These are chat archives for kite-sdk/kite

25th
Sep 2014
Eric Sammer
@esammer
Sep 25 2014 22:28
hey all!
Joey Echeverria
@joey
Sep 25 2014 22:28
look who's back!
Eric Sammer
@esammer
Sep 25 2014 22:29
; P
Back to complain.
Joey Echeverria
@joey
Sep 25 2014 22:29
shocker
Ryan Blue
@rdblue
Sep 25 2014 22:29
Hey!
How's it going?
Eric Sammer
@esammer
Sep 25 2014 22:29
It looks like the changes to the filesystem writers now writes two copies of every record. Is that true?
Ryan Blue
@rdblue
Sep 25 2014 22:29
Where is this?
Joey Echeverria
@joey
Sep 25 2014 22:29
if you use the default parquet appender, yes
Eric Sammer
@esammer
Sep 25 2014 22:30
Good until a few minutes ago when we found we were doing 2x all IO to HDFS.
Joey Echeverria
@joey
Sep 25 2014 22:30
there's an option you can set
for the old beahavior
this was added as a workaround for doing durable appends to parquet
Eric Sammer
@esammer
Sep 25 2014 22:30
Why does this exist?
Gah.
Ok.
Joey Echeverria
@joey
Sep 25 2014 22:30
parquet doesn't support sync
Eric Sammer
@esammer
Sep 25 2014 22:30
No, nor can it.
Ryan Blue
@rdblue
Sep 25 2014 22:31
Yes, durability has to be done through Avro
Eric Sammer
@esammer
Sep 25 2014 22:31
Well, at least not today.
Ryan Blue
@rdblue
Sep 25 2014 22:31
we're working on a long-term fix, but people want to write directly to parquet NOW!
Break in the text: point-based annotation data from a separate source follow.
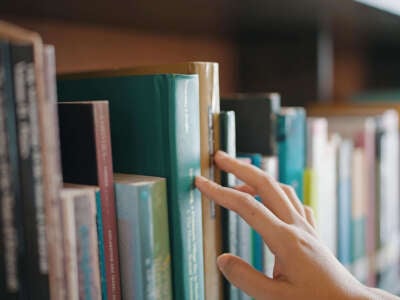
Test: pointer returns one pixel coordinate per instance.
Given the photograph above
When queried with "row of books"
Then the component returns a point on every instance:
(343, 161)
(97, 195)
(77, 222)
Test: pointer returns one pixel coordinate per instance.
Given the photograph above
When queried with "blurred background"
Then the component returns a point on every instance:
(307, 50)
(310, 51)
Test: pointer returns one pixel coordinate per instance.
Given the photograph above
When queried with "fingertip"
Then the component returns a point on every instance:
(223, 260)
(220, 155)
(200, 180)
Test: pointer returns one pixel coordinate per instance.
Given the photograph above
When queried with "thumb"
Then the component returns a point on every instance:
(245, 277)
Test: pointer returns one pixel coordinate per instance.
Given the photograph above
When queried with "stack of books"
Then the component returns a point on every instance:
(97, 169)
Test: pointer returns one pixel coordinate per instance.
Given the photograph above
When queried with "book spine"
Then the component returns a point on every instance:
(185, 211)
(146, 241)
(31, 177)
(358, 211)
(229, 218)
(344, 203)
(209, 143)
(291, 149)
(129, 240)
(104, 158)
(100, 245)
(11, 243)
(70, 245)
(161, 255)
(52, 175)
(87, 251)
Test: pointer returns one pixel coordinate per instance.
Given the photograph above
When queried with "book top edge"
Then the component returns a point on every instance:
(194, 67)
(134, 179)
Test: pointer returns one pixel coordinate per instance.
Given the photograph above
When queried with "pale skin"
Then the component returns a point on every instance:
(305, 268)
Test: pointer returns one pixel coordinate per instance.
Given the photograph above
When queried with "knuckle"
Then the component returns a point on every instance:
(308, 210)
(296, 238)
(289, 190)
(230, 265)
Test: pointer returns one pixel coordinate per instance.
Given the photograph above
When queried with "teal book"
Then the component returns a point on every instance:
(230, 241)
(100, 237)
(344, 217)
(291, 138)
(257, 245)
(155, 132)
(143, 237)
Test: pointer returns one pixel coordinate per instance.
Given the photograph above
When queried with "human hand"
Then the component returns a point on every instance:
(304, 267)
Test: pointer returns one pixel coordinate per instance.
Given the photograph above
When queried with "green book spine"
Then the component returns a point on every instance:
(229, 218)
(161, 252)
(155, 131)
(100, 237)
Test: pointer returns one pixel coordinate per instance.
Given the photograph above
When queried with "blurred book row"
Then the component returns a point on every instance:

And we want to know more about proper row group sizes before adding durability primitives (or not)
Eric Sammer
@esammer
Sep 25 2014 22:31
That's what we do, but we can manage offsets in Kafka until the file is closed (at which point we roll the commit offset forward).
Joey Echeverria
@joey
Sep 25 2014 22:31
for just 2x the IO!
Eric Sammer
@esammer
Sep 25 2014 22:32
Yea, this is terrible behavior.
No one wants this.
Joey Echeverria
@joey
Sep 25 2014 22:32
there's an option for disabling it
Flume does
Eric Sammer
@esammer
Sep 25 2014 22:32
Really, really shouldn't do this by default.
Ryan Blue
@rdblue
Sep 25 2014 22:32
Flume doesn't, MR does
Joey Echeverria
@joey
Sep 25 2014 22:32
no, i mean Flume wants this
Ryan Blue
@rdblue
Sep 25 2014 22:32
Yes, you're right
Joey Echeverria
@joey
Sep 25 2014 22:33
i'd be open to changing the default
Eric Sammer
@esammer
Sep 25 2014 22:33
I mean, we do ~10TB / hour in some cases. Doing 20TB when you expect 10 is... a surprise.
Ryan Blue
@rdblue
Sep 25 2014 22:33
I think this is the right default. Otherwise we silently break the contract of flush and sync
Requiring callers to turn off durability is the right thing so users aren't surprised and lose data
Eric Sammer
@esammer
Sep 25 2014 22:34
I don't know. This is terrible.
Joey Echeverria
@joey
Sep 25 2014 22:34
you can set the property FileSystemProperties.NON_DURABLE_PARQUET_PROP
to true
Eric Sammer
@esammer
Sep 25 2014 22:34
I don't think this is the right want to solve this.
Joey Echeverria
@joey
Sep 25 2014 22:34
for your use case Eric
Eric Sammer
@esammer
Sep 25 2014 22:35
Kite shouldn't be trying to provide guarantees the underlying storage doesn't support.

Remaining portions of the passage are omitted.